How to run kernels in percentages of the GPU resources?

Hi!
Is it possible to apply a CUDA kernel to the GPU without using the full available resources?

For example I would like to run kernels using the 30%, 50% or 70% of the available resources.
How could I achieve it?

It really depends on the characteristics of your kernel. If your kernel is compute-bound, you can control the utility of the hardware by launching a small number of blocks/threads, so that only some of the SMs have workload. You need to run nvprof/nvvp to find out what is the active block size (determined by your register/shared memory use) and set the thread number/blocksize accordingly. You can verify using nvvp to see if you actually gets a partial occupancy.

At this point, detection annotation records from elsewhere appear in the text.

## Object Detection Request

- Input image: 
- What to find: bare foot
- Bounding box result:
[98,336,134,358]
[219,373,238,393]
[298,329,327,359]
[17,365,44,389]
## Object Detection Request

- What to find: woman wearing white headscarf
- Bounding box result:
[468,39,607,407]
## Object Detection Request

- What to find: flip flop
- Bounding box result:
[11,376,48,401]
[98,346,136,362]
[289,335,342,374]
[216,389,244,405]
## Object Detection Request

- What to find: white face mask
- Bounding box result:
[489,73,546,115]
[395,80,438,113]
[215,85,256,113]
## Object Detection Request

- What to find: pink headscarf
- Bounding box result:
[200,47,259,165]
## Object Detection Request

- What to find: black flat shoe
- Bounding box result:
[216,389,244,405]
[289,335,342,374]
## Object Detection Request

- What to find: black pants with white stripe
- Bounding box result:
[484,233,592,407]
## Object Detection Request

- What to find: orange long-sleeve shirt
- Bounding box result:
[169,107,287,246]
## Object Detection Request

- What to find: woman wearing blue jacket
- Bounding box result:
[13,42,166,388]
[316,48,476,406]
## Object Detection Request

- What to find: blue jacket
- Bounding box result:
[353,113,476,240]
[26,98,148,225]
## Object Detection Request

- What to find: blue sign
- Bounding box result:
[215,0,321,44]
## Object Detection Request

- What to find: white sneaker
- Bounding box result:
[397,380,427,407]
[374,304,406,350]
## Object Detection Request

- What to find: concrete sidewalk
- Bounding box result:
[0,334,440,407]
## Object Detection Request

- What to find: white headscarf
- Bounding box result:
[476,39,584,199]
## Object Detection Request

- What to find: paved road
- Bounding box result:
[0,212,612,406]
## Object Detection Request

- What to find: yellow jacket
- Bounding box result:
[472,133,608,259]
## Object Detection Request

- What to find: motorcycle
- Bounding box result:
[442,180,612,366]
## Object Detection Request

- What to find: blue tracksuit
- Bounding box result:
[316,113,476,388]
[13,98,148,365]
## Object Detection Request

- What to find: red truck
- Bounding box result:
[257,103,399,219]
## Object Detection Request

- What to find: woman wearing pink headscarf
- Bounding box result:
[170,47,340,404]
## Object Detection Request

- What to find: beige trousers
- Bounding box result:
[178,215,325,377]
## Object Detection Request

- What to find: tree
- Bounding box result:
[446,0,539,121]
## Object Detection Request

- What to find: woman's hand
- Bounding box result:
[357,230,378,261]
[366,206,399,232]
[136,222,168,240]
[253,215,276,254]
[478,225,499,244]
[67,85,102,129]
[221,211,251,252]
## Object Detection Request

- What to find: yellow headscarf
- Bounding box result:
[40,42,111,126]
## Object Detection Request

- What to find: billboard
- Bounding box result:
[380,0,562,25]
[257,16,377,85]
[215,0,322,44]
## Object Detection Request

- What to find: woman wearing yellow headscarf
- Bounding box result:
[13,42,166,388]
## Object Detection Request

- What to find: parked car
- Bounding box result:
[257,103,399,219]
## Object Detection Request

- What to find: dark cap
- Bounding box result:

However, this will unlikely to work if your memory overhead is significant - if there is any global memory read/write, the typical strategy is to launch a large number of threads to “saturate” the hardware resources, when some of the threads wait for data, other threads in the wailing list can be switched on and keep the cores busy. In this case, you may not be able to simulate a partial occupancy by launch only a small number of threads because there is no buffering load for the scheduler to run if someone is waiting for data.

In one of our papers published last year, we tried to launch “appropriate” number of threads/blocks so that it can “fully occupy” the hardware, in order to achieve “persistent threads”. see Fig 2 (Opt2)

https://doi.org/10.1117/1.JBO.23.1.010504

So we determine our thread/block sizes based on the SM/core counts for different processors, here is the code

https://github.com/fangq/mcxcl/blob/master/src/mcx_host.cpp#L357-L377

Thank you very much for your reply.

But I am looking for setting the limits of the gpu resources before the kernel is to be executed.
For example, given a GPU with 4 SMs and 128 cores per SM, I want to set as active SMs the 2 of them and active cores the 64 cores per SM. As a limit. I want to launch the same kernel in the same gpu with different resources. Is there any way to do this (in OpenCL or CUDA)?

Propably MPS is way to achieve it in CUDA, but what about in OpenCL?